Video: Gates Foundation pushes health

The Gates Foundation said it cannot solve all these problems alone, despite having a budget that is bigger than the economies of many countries, and it says it needs the help of the United States and other governments. In an interview, Melinda Gates said, "Our money is tiny," despite the billions of dollars of resources available to her organization.

Yamada reinforced that point of view in his interview with Amanpour.

"The Gates Foundation is relatively new. We spend a significant amount of money in global health, but the amount of money we spend is small by comparison to the amount of money spent by the whole world and certainly by the amount of money that is needed in order to address the biggest problems in the world for mothers and children," he said. The U.S. now spends almost $8 billion a year on global health initiatives, a total that has risen sharply since 2001.

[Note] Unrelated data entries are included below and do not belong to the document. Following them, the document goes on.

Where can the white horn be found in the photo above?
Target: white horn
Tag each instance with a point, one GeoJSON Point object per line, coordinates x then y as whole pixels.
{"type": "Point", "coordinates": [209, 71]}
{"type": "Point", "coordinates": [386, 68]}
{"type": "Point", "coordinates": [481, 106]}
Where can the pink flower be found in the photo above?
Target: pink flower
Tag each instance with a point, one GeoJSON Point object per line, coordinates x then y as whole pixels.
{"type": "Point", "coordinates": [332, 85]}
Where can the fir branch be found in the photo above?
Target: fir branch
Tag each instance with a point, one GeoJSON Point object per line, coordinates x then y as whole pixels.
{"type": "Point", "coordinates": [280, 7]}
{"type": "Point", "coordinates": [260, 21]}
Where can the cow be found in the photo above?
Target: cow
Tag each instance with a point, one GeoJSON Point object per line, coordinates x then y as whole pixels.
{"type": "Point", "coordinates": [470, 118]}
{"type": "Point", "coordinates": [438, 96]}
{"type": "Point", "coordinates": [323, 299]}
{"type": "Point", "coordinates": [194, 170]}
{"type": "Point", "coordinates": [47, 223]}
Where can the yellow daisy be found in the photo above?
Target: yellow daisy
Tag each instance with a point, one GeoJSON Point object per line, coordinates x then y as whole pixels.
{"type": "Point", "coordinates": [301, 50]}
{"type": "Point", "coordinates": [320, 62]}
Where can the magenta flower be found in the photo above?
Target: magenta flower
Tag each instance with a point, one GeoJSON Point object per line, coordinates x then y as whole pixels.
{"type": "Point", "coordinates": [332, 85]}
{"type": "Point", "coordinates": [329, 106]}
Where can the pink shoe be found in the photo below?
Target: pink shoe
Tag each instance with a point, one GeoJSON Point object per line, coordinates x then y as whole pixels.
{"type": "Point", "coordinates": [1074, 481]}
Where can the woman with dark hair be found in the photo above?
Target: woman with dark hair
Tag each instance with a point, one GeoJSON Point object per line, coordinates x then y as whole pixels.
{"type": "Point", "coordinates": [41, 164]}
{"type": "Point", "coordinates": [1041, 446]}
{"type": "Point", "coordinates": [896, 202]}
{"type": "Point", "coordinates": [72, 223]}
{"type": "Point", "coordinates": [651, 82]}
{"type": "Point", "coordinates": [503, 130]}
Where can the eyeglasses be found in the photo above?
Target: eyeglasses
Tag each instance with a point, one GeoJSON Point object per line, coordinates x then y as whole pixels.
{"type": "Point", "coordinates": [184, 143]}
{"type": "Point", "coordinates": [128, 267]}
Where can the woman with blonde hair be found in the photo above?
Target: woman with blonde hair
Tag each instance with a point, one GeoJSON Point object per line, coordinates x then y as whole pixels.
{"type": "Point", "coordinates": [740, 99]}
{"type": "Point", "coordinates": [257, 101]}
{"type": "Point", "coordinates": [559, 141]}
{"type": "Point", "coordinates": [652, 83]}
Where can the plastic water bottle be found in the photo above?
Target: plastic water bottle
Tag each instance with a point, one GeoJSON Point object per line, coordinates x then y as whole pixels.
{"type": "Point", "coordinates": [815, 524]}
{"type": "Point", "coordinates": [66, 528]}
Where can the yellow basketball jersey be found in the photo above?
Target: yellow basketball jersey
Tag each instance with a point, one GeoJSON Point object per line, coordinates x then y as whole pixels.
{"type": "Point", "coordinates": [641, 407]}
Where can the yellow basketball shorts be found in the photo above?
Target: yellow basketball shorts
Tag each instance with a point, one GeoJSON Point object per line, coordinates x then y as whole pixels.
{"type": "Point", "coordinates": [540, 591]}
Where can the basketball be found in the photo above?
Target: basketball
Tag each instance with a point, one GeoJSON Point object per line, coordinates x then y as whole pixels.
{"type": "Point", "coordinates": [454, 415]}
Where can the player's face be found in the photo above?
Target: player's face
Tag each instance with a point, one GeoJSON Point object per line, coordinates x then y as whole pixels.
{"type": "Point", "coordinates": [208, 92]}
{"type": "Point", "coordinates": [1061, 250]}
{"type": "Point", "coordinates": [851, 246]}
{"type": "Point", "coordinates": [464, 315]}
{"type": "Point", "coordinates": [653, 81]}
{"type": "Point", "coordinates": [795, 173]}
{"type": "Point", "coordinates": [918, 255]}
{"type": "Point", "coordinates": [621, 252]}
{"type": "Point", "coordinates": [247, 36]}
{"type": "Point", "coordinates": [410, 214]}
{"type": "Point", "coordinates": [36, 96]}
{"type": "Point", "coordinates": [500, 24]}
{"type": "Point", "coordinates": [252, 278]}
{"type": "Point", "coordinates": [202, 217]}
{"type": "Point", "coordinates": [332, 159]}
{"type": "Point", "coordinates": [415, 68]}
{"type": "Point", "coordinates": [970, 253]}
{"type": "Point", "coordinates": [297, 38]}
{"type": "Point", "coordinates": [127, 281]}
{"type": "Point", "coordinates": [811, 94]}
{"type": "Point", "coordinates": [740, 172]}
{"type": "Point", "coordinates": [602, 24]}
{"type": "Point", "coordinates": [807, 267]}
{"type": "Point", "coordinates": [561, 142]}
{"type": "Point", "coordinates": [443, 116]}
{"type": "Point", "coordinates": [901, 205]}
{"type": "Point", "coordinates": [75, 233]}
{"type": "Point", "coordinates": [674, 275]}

To critics of the Gates Foundation, who say it is trying to impose solutions on developing countries, Yamada responded, "We have no intention of controlling the health situations in countries. We work very closely with the World Health Organization and all other partners -- certainly the governments and the health systems and in the developing part of the world. But we do feel that there are problems that can be addressed and should be addressed."

Dependence is a huge concern for many in the aid community and for African leaders who are worried about their nations' sovereignty.

Economist Dambisa Moyo, author of "Dead Aid," has been a vocal critic of international aid policies for many years. In a CNN interview earlier this year, she said, "Even the diehard aid advocates would love to see a time when Africa can stand on its own two feet and does not need to rely on foreign assistance to provide public goods such as education, health care, infrastructure, and even security."

"I mean, we must ask the question, what type of a society is it? And are we truly independent if really all these types of public goods are actually still dependent on a foreign purse? And I really am aspiring for a time when we can have a serious discussion about exit strategies."